I hear this phrase from editors at the student media outlet I advise, and it was echoed by other student editors during a recent #EditorTherapy chat.
Think about the message you’re sending to potential employees when you say “we’re always hiring.” What you’re actually saying is:
“This job is so undesirable that we never can find enough people to do it.”
“No one wants to work with us.”
“We can’t keep employees.”
“You can decide to come work for us when nothing else works out and you get really desperate because we always need people, and we’ll take anyone.”
Are these the types of messages you want to send?
The alternative is one of basic supply and demand. Having a limited supply of something makes it more appealing. Having an unlimited simply makes it less desirable.
The solution to the “always hiring” problem is simple. You need to think about what you’re really trying to say. What you probably mean is that there always is a vacancy somewhere on your staff. For example, you might have plenty of writers and photographers, but you really need to hire another graphic designer. So, if someone asks if you’re hiring, you answer “We’re pretty full, but we’re looking for a talented graphic designer. If you’d like to apply for another post, I’ll keep your application on file for future consideration.”
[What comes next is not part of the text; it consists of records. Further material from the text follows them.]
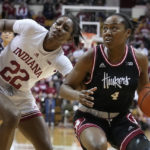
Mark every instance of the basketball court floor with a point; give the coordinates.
(62, 139)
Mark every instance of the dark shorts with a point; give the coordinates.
(119, 131)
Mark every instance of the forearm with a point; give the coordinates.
(68, 93)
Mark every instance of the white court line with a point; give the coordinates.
(56, 147)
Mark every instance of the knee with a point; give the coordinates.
(138, 143)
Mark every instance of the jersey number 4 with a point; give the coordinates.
(115, 95)
(13, 80)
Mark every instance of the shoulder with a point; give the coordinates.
(87, 56)
(141, 59)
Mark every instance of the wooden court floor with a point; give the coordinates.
(62, 139)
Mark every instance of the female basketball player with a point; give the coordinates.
(35, 53)
(6, 38)
(116, 70)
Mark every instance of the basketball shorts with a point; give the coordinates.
(23, 100)
(119, 131)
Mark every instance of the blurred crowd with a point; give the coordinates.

Before the semester begins, determine the least number of people you need to successfully operate your publications. Hire to fill those positions. These spots should go to returning staff and those who are highly qualified. Then, open applications for specific positions, stating how many of each you can hire. You’ll be surprised how many areas you have that are full.
Also, when students ask you about possible openings, encourage them to apply early because the “staff fills up” or “a lot of positions fill quickly.” If you’re marketing your positions correctly and treating staffers right, you’ll be telling them the truth.